二時間もたたないうちに戻ってきた了が、ソファに突っ伏している。私は一緒に帰ってきたジョージさんにコーヒーをいれ、ローテーブルに置いた。
「また舞塚の名前が出てきたって、どういうこと?」
「言葉のとおりです。舞塚の命令で、粉飾疑惑の情報を諸方に流したと」
ジョージさんは立ったままコーヒーカップを手に取り、この豆おいしいですね、と目を見開いた。
「祥子さんのお父さまってこと?」
「そうなりますね。どうやら狭間に積年の恨みがあるらしい。おい了、生きてるか」
うつ伏せになっていた了が、ごろんと仰向けになった。口元には痛々しい痣がある。暴れた男に殴られたらしい。よく見たらスーツの肩口もほつれている。
「生きてる。
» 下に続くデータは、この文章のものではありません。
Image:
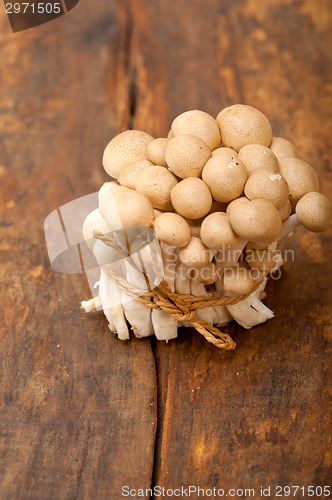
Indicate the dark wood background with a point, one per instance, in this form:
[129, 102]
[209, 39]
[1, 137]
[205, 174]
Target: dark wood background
[82, 413]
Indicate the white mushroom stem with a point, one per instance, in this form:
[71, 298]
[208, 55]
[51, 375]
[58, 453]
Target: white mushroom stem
[110, 297]
[165, 327]
[91, 305]
[251, 311]
[182, 285]
[206, 313]
[138, 315]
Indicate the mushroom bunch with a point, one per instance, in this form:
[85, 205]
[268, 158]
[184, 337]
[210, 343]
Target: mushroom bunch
[219, 194]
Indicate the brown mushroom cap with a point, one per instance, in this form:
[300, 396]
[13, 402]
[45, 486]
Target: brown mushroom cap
[241, 125]
[126, 207]
[216, 231]
[225, 179]
[129, 173]
[186, 155]
[301, 178]
[237, 279]
[286, 210]
[125, 148]
[94, 221]
[314, 211]
[191, 198]
[199, 124]
[228, 153]
[195, 254]
[256, 220]
[256, 157]
[235, 202]
[262, 260]
[206, 275]
[156, 183]
[283, 148]
[156, 151]
[269, 186]
[172, 229]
俺にもコーヒーちょうだい」
「ワインでも飲む?」
提案に了の心がぐらっと揺れたのがわかった。ジョージさんも目を輝かす。
「いいですね、僕の日本じゃないほうの祖国は、インフルエンザすらワインを飲んで治します」
私は彼が車で来ていないことを確認し、戸棚からワインとグラスふたつを出した。少し考えて、みっつにした。
「あの男は主犯じゃなかったんだよ。けりをつけるには、舞塚氏に会わないと」
ワインのおかげで、了はみるみる気力を取り戻した。ソファに座り、グラスに向かってため息をつく。
「昔から狭間と仲悪いんだよね……」
「狭間にコンプレックスがあるんだろ。同じ業界に踏み込んだものの、業績では圧倒的な敗北、しかもその差は彼らの代でついたんだ」
「お見合いは向こうから持ち込んだんでしょ?」
ソファの背に浅く腰を預けたジョージさんが、片手を広げた。